I have been trying to sell some hides mostly **** and fox, and this guy won't return my phone calls, I spoke to him on the phone and he gave me a time to call him back, then he wouldn't answer. so I just thought I'd let you guys know this guy is not the person to do business with. does anyone know of a fur buyer in the flint area other than mark henke that is willing to actually answer the phone and buy my furs?


----------



## Corey.223 (Jan 6, 2006)

http://www.michigan.gov/documents/furbuy_85691_7.PDF this is all the licensed fur buyers in michigan. I have called alot from the west michigan area and came up with just a couple that still did it. Alot are just looking for deer hides.

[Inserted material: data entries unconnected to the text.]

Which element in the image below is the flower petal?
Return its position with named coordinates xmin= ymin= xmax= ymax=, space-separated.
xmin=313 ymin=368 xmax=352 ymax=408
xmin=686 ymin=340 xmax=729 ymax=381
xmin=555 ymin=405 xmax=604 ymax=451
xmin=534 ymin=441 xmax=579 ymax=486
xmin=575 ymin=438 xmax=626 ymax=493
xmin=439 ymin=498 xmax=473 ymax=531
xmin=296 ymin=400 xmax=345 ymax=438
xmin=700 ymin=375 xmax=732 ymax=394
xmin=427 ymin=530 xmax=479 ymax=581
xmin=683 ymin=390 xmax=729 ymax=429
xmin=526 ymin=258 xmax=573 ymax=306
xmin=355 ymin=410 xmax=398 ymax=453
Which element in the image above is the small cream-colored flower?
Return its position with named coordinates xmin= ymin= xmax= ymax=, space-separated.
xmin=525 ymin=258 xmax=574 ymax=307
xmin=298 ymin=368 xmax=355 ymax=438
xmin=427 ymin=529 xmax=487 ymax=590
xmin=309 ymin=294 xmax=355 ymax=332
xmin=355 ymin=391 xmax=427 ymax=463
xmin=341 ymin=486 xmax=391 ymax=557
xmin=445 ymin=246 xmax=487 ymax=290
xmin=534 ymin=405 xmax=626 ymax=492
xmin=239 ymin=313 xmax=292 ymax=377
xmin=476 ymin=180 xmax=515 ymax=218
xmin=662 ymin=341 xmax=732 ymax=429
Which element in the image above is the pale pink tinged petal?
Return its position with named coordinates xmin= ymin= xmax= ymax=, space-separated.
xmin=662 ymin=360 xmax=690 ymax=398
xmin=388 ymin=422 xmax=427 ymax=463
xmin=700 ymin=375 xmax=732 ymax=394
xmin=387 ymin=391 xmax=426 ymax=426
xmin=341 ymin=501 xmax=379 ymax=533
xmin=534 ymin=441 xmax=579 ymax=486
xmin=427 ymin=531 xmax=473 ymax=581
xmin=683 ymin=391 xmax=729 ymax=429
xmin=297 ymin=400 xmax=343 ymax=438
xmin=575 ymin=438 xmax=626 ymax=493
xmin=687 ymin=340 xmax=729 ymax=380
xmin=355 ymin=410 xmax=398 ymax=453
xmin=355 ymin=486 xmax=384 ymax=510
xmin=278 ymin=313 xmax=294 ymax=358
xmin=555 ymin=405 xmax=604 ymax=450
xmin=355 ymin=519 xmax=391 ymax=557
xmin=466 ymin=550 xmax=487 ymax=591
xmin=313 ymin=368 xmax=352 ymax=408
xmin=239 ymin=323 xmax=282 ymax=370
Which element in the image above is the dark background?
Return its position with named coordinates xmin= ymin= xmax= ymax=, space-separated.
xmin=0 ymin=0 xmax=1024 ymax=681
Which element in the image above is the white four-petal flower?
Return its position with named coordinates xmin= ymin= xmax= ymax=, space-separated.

Just an idea.


----------



## Joe R. (Jan 9, 2002)

Willard Prey
Attica, MI


----------



## franky (Apr 14, 2004)

Frostbite used to work at my school and i would talk to him all the time and he told me about a guy in swartz creek that sells furs, i think it was called Fritzes Furs or something along those lines.


----------



## BillBuster (Apr 25, 2005)

Pat Haney in Ortonville bought fur for years I dont know if he still does.


----------



## daddyduck (Nov 2, 2001)

mydogisscout said:


> I have been trying to sell some hides mostly **** and fox, and this guy won't return my phone calls, I spoke to him on the phone and he gave me a time to call him back, then he wouldn't answer. so I just thought I'd let you guys know this guy is not the person to do business with. does anyone know of a fur buyer in the flint area other than mark henke that is willing to actually answer the phone and buy my furs?



And here i thought it was just me...:smile-mad :rant:


----------